Improve performance of CollectRows / RowToStructBy...
zolstein opened this issue · comments
The CollectRows and AppendToRows functions, especially with the RowToStructByPos/Name functions, are incredibly convenient. However, in benchmarking I noticed they do a lot of redundant work and unnecessary allocations, and I think they can be improved. I've come up with alternate implementations that seem to perform noticeably better, by using the following optimizations:
- Serialize directly into the slice, rather than returning values and copying them in.
- Reuse memory to process multiple rows, rather than allocating for each row.

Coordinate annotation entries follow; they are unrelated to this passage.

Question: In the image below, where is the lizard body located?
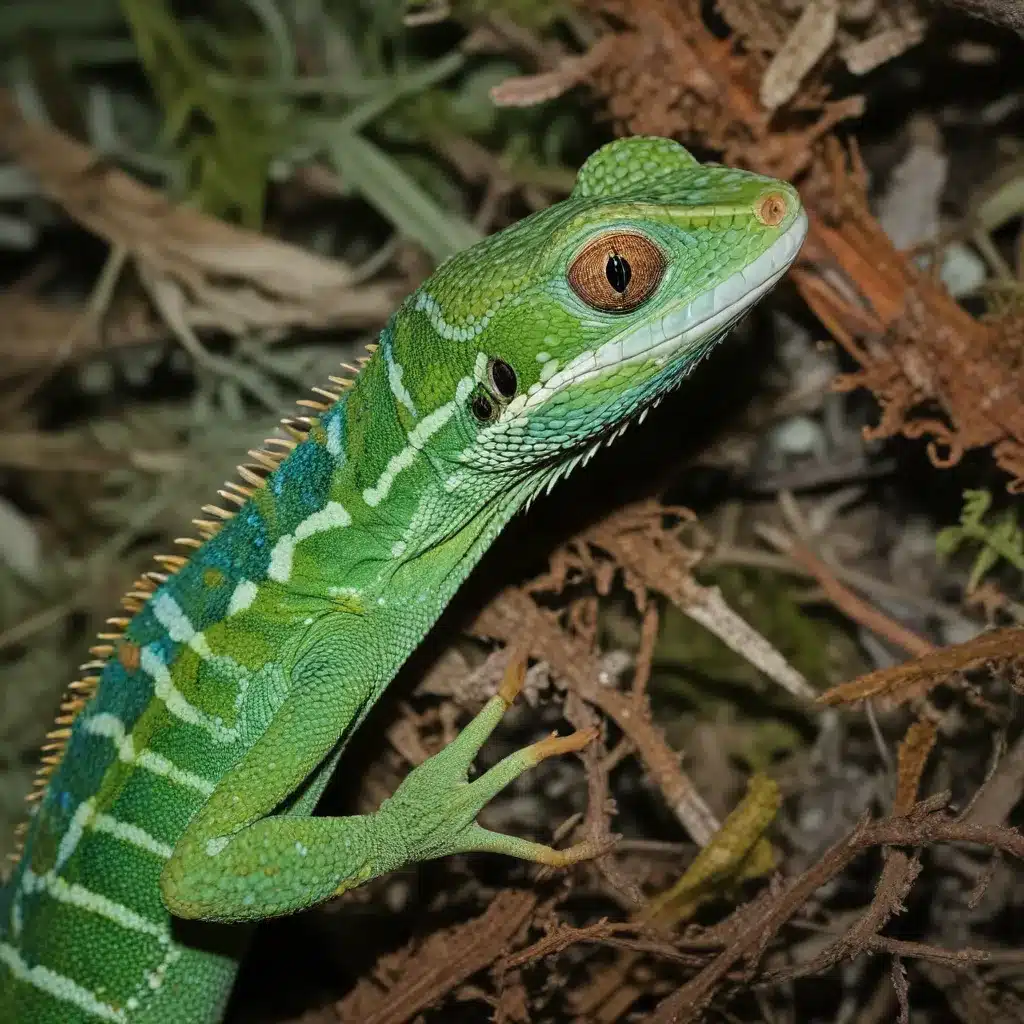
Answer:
[0,137,807,1024]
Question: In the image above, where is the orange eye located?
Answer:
[568,231,665,313]
[754,193,786,227]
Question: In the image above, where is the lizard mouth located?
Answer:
[512,209,808,419]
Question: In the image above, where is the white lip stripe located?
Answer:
[0,942,128,1024]
[512,210,808,419]
[82,713,214,797]
[22,869,170,943]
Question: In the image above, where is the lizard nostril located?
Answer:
[754,193,788,227]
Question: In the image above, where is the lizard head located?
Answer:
[394,136,807,483]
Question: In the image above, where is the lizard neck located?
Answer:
[237,331,532,613]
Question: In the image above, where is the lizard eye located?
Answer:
[489,359,518,398]
[568,231,665,313]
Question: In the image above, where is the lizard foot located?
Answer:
[378,658,607,867]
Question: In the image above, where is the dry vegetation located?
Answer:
[0,0,1024,1024]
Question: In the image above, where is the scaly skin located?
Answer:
[0,138,806,1024]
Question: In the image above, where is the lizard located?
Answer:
[0,136,808,1024]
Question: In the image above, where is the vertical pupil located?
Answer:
[604,253,633,295]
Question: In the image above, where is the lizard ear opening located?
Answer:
[568,231,665,313]
[572,135,699,199]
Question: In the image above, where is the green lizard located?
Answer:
[0,137,807,1024]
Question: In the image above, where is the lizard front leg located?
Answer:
[161,629,598,921]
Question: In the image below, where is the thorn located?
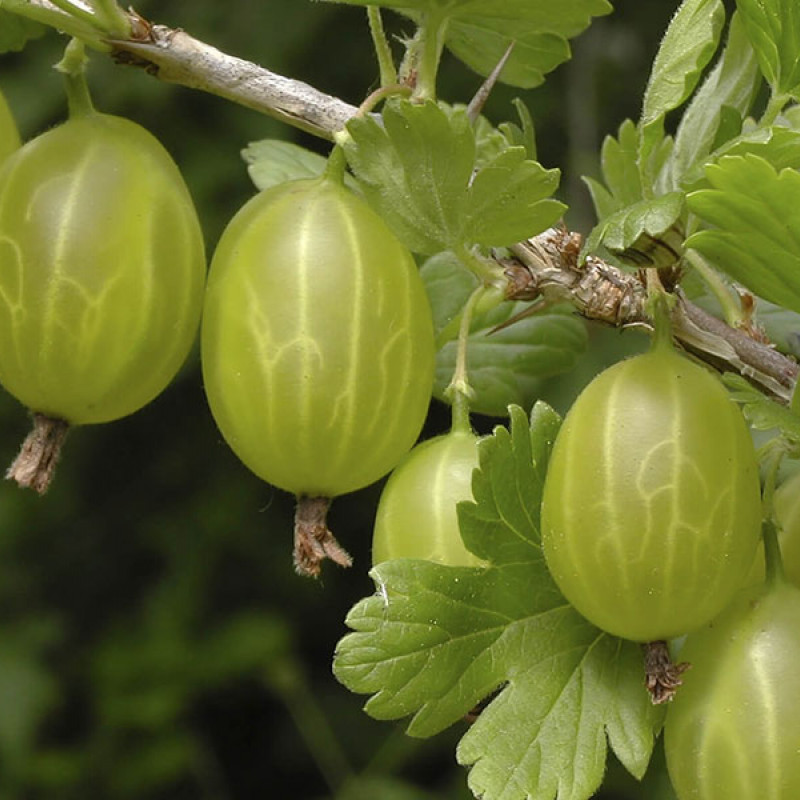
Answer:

- Precompute mapping from columns to struct fields and reuse them across rows, rather than re-computing the mapping for each row. (This is especially impactful for RowToStructByName, which requires complex string comparisons to compute the mapping.)
Using a relatively simple benchmark, I see a bit better than a 3-4x end-to-end performance improvement on a query returning 1000 rows. (AppendRowsUsing and RowInto... are my equivalents of AppendRows/RowTo...):
type Person struct {
Name string
Age sql.NullInt64
}
type Record struct {
ID int64
Person
CreatedAt time.Time
}
func main() {
ctx := context.Background()
conn, err := pgx.Connect(ctx, "...")
if err != nil {
fmt.Fprintf(os.Stderr, "Unable to connect to database: %v\n", err)
os.Exit(1)
}
defer conn.Close(ctx)
type r = Record
records := make([]r, 0, 1000)
for i := 0; i < 1000; i++ {
records = records[:0]
rows, err := conn.Query(ctx, "select id, name, age, created_at from people")
// Select one of:
// records, err = pgx.AppendRows(records, rows, pgx.RowToStructByPos[r])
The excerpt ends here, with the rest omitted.